Biz Ezgi’ye o kadar çok şey aldık ki şimdi fark ediyorum ki bu konuda çok bonkör davranmışız. Artık oyuncak alırken bir tane varsa ikinci alınmıyor ve onun gelişimine yararlı oyuncaklar alınıyor.
• Çocuğunuzun sizi zorladığı zamanlar oldu mu? Bu durumlarda neler yaparsınız?
Özellikle oyuncak istemede çok zorlandık. İnadını kırmak için bayağı uğraşmamız gerekti. Şimdilerde konuş-anlat, seçenek sunarak sonuca gidiyoruz. Yine işe yaramazsa anne baba olarak tutarlı davranarak Ezgi’nin inadını kırdık.
• Anne olmak size neler öğretti sizde neler değişti?
Anne olmak bana Türkiye şartlarında sabırlı, anlayışlı olmayı, duygudaşlık kurmayı, yardım sever olmayı, paylaşımcı olmayı ve düzenli olmayı öğretti.
• Yoğun yaşam temponuzda ona yeteri kadar zaman ayırdığınızı düşünüyor musunuz?
Evet. Ben ne kadar zaman geçirildiğinden daha çok kaliteli zaman geçirme taraftarıyım. Buna elimden geldiğince dikkat ederek Ezgi ile geçirdiğim zamanlarda ona odaklanarak ve adanarak sadece onun için vakit harcıyorum.
• Sizin gibi yoğun tempo da çalışan bir kadın çocuk yapma kararı verirse ona neler tavsiye edersiniz?
Öncelikle anne adayları hamileliklerinde sağlıklarına çok önem vermeliler. Her hangi bir sorunda kesinlikle umutlarını hiç kaybetmemeliler. Doğum sonrası plan ve program gerekiyor ama zaman olduğunu unutmasın ve endişelenmesinler.

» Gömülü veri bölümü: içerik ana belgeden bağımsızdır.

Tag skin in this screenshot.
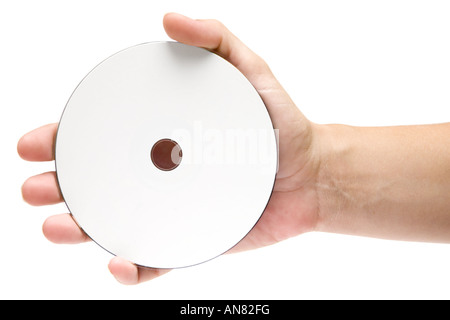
[17,13,450,284]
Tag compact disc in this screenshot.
[55,42,277,268]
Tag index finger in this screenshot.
[17,123,58,161]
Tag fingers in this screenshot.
[108,257,170,285]
[163,13,273,89]
[17,123,58,161]
[42,214,90,244]
[42,214,170,285]
[22,172,63,206]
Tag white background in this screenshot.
[0,0,450,299]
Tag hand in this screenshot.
[18,13,319,284]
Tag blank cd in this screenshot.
[55,42,277,268]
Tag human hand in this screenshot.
[18,13,320,284]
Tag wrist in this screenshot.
[314,124,362,232]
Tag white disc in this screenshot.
[55,42,277,268]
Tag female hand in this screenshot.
[18,13,320,284]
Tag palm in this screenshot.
[18,14,318,284]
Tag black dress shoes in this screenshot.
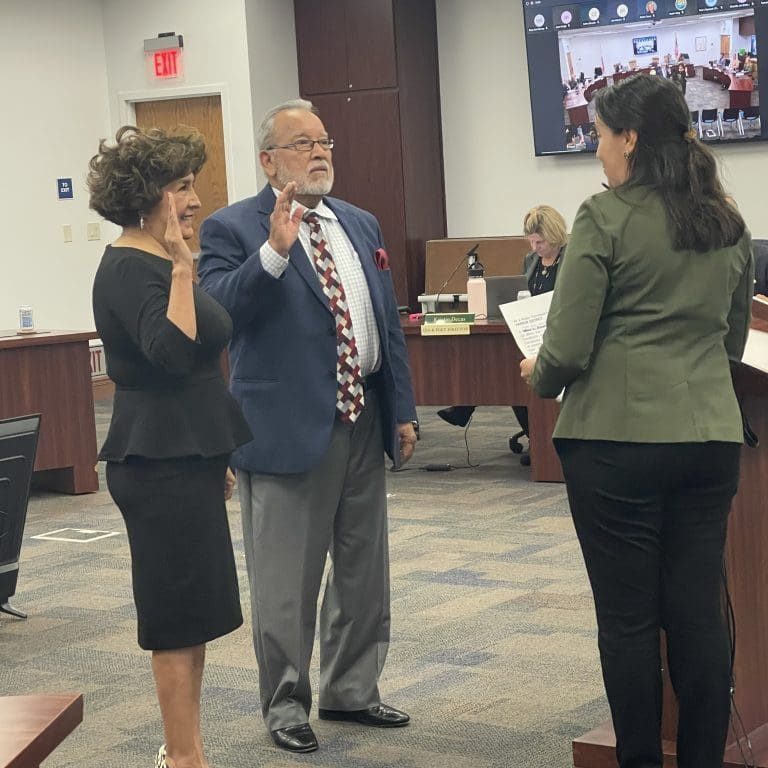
[318,704,411,728]
[272,723,317,752]
[437,405,475,427]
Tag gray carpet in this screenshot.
[0,403,608,768]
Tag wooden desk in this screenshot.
[563,91,589,125]
[401,320,563,483]
[0,693,82,768]
[728,75,754,109]
[0,331,99,493]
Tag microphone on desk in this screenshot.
[435,243,480,312]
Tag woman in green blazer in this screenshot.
[521,75,753,768]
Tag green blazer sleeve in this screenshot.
[531,198,612,397]
[531,186,752,443]
[725,242,755,363]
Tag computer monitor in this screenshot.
[0,414,40,619]
[485,275,528,320]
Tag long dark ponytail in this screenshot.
[595,74,745,252]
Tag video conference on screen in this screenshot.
[524,0,768,155]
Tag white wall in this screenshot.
[436,0,768,237]
[6,0,768,328]
[0,0,298,329]
[246,0,298,186]
[0,0,109,332]
[103,0,258,200]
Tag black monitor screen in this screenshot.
[523,0,768,155]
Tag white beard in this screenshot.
[275,167,333,197]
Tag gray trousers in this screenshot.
[237,391,390,731]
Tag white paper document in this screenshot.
[499,291,552,357]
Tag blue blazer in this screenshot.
[198,185,416,474]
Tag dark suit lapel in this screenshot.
[257,185,331,312]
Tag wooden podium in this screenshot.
[0,331,99,493]
[573,302,768,768]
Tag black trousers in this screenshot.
[555,439,741,768]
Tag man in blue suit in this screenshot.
[199,100,416,752]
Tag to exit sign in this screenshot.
[152,48,181,80]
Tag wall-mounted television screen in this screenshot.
[523,0,768,155]
[632,35,658,56]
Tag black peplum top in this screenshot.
[93,245,252,461]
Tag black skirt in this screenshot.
[107,455,243,650]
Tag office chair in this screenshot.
[741,107,760,130]
[720,107,744,136]
[699,109,723,139]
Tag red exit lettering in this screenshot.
[155,48,179,78]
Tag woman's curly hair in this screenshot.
[87,125,206,227]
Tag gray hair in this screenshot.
[256,99,318,152]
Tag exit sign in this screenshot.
[152,48,181,80]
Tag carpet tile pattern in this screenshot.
[0,402,608,768]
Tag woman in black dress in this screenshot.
[88,126,251,768]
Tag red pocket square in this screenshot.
[373,248,389,272]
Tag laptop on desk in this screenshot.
[485,275,528,320]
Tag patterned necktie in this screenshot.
[304,213,365,422]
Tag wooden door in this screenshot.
[134,95,229,253]
[312,91,408,304]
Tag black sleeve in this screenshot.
[109,256,198,376]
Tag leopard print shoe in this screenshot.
[155,744,168,768]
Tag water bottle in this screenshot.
[467,261,488,320]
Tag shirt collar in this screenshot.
[272,187,338,221]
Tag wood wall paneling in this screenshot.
[394,0,447,311]
[346,0,400,90]
[293,0,349,94]
[294,0,446,308]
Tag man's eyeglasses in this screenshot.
[267,139,334,152]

• Ona kardeş düşünüyor musunuz?
Düşünüyoruz. Ancak preeklampsi olabilme riski %25 olduğundan eşim pek istemiyor. Bunun için pek düşünmüyoruz ama bir kardeşi olma duygusu çok güzel.
• Anneler günü sizin için ne ifade ediyor?
Aldığınız ilk anneler günü hediyeniz nedir?
Benim için eve her geldiğim an anneler günü gibi geçiyor.Anne olmak bambaşka bir duygu.